UPDATE: Ross Douthat is every bit of 27, which explains why he can write a phrase like "the movement conservative establishment, from Rush and Hannity to the Club For Growth" without imagining the screams of "WTF?" from old dudes like me.

I mean, WTF is Sean Hannity's name doing in the middle of a formula for "the movement conservative establishment"? Hannity didn't get his first radio show (on a crappy college station in California) until 1989, then bounced around until ending up on Atlanta's No. 2 news-talk station in 1992, and didn't get hired by fledgling Fox News until 1996.

So how is it that a guy nobody ever heard of 10 years ago is now part of a supposedly all-powerful "establishment"? That's the kind of mythmaking that springs from the head of a guy as young as Douthat, who was a high-school junior when Hannity was still doing radio in Atlanta, and who thus views a big name associated with a relatively new phenomenon (Fox News) as part of an "establishment."

And the Club For Growth is of even more recent vintage, so WTF again?

Excuse me for being annoyed, but aren't there any grownups at The Atlantic Monthly who can tell these whiz kids that they don't know everything? Douthat just reified this "establishment" in such a way that many of his fellow greenhorns might actually imagine it exists.

UPDATE 9:40 p.m.: You got to hand it Hugh Hewitt. Despite all the ridicule he's taken for being such a homer for Romney, he keeps plugging away:
The fight against McCain-Kennedy in the spring and summer took about two weeks to first organize and then gather overwhelming strength.
The battle against Harriet Miers (yes, I backed the president on the losing side of that one so I recall it well) took a week or so longer.
But once the conservative voice begins speaking as one or nearly one, it is very effective, and that began to emerge on Thursday after the Reagan Library debate.
Indeed. As previously noted, even if polls have failed to register the full effect of the post-Florida backlash against McCain, Don Surber has demonstrated that, with 1,192 delegates needed to win, Tuesday's outcome will likely leave the delegate count at McCain 652, Romney 311.
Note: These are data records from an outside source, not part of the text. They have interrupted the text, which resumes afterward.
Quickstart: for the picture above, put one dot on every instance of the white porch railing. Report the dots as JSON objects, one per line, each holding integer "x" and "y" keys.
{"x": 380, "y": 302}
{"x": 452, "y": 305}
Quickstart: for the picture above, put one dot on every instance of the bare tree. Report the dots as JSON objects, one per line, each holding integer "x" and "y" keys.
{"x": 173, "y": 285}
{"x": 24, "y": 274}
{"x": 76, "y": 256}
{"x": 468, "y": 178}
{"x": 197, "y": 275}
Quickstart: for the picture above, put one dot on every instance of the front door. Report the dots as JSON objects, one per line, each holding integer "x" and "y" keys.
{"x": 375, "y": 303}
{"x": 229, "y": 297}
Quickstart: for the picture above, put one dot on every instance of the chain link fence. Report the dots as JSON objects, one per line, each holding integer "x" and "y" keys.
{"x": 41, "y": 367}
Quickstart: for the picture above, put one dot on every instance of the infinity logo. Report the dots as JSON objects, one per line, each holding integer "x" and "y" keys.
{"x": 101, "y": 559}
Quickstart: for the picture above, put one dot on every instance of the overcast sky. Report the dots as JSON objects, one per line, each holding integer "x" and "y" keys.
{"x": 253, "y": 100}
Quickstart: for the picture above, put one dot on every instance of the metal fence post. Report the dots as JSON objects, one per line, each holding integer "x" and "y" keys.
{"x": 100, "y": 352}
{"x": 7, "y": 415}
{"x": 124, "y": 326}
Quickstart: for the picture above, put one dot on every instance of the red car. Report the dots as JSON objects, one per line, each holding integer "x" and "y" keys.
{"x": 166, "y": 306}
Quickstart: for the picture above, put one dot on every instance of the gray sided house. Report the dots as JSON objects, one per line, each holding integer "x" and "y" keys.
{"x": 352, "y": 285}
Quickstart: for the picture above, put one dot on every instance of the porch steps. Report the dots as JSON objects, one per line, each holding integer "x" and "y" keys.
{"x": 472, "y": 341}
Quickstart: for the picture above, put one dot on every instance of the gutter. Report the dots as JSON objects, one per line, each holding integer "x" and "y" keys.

Romney's still in the game, and with conservative voices loudly protesting the premature coronation of King John, there's still hope.

UPDATE 10:10 p.m.: The miraculous wild-card Giants just knocked off previously undefeated New England in one of the best Super Bowls ever, thus proving that the impossible can happen. But Jim Antle at the American Spectator has no hope:
The conservative establishment came around to Romney too late. ...
That's at least what I suspect. But I've been wrong before. We'll find out soon enough.
Yes, we will. The key for Romney is to knock down this premature "McCain is inevitable" meme.